I commend this debut to the House. Simon Woods’ Hansard is a sign of more to come

8.3front row score

The Lyttelton Theatre (National Theatre) isn’t a bad spot to stage your first play as a writer. Simon Woods has really landed on his feet here with his 80-minute one-act political comi-drama.

There are certainly more than a few clever, witty moments through the play, though I can’t help thinking that the Oxford graduate is something of a poor man’s Alan Ayckbourn at present.

The play, set in an expansive Cotswolds house, with a garden (off-stage) blighted by foxes, carries the audience through a morning with Diana and Robin Hesketh (Lindsay Duncan and Alex Jennings).

The Heskeths have been married thirty years – he’s a Conservative MP, whilst she presents herself as resolutely Left.

The comic spite in their political disagreements in the first half of this play were too big a challenge for me to believe in their marriage. They were a marriage of convenience – a writer’s convenience – and not, for me, grounded in reality.

However, there was a real and gritty element to this story. It took an hour or so to discover it, but the clincher at the end is really very arresting.

I would have liked to delve more into the couple’s painful history a little earlier in the play, which might have helped ground some of the throwaway, witty to-and-fros.

Simon Godwin’s stage directions work well on the wide Lyttelton stage. Constant movement, sometimes focused, sometimes aimless, mimiced real life expertly.

But it was mimicry.

The play was an open manifesto. It was not suggestive, but instructive. It was not subtle, but a poster for the political movement of gay rights and the internal struggles of the Conservative Party to get there.

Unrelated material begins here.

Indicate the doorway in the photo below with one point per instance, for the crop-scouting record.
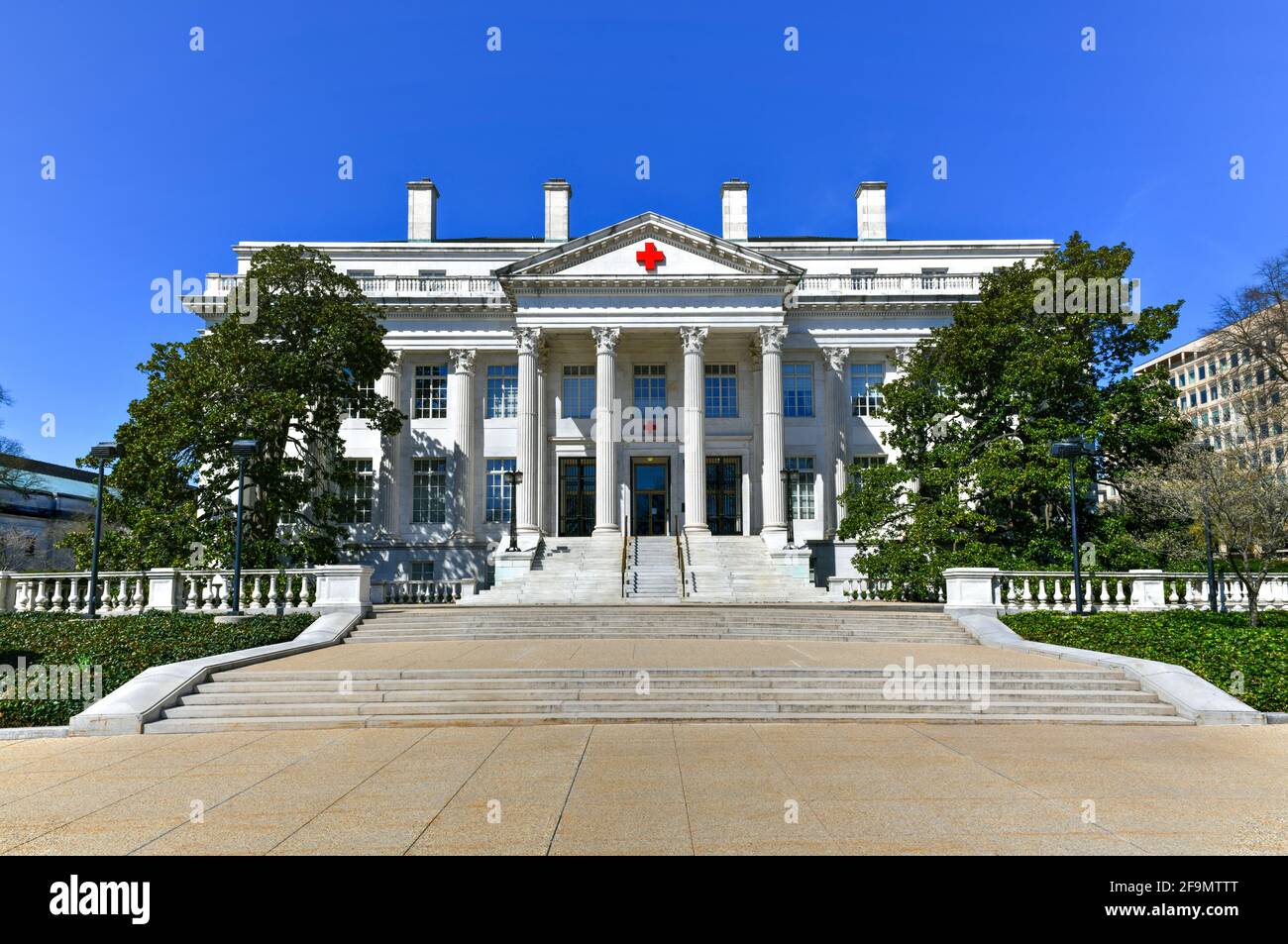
(651, 502)
(724, 494)
(576, 497)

A word, as always, about the set: designed by Hildegard Bechtler the set struck me as almost cinematic in its proportions. Wide – 16:9 wide. And deep too – there was a real depth to the stage, with rooms leading into rooms into rooms.

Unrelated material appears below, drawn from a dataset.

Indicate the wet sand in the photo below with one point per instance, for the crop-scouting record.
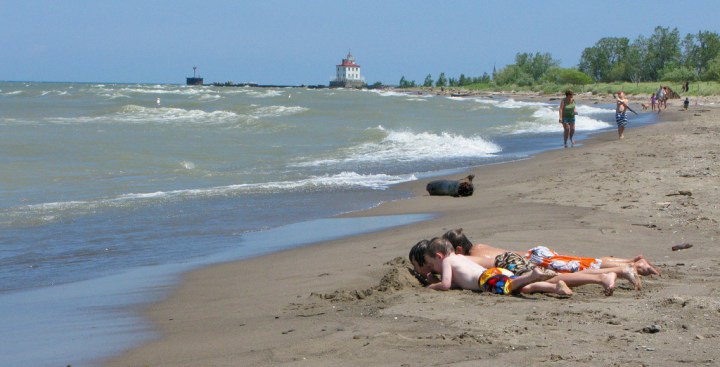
(354, 301)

I liked the open but clear separation between the front rooms, allowing the actors to partake in a wide dance, engaging with each other as if joined by a elastic bungee cord, but never close enough to touch.

Hildegard should have a stern word with Jackie Shemesh (Lighting Designer) about the “sunlight” streaming in from the Stage Left windows. About as believable as the longevity of the protagonists’ marriage.

The World Premiere of Hansard opened at the Lyttelton Theatre (National Theatre) on 3 September 2019 and closes on 25 November 2019.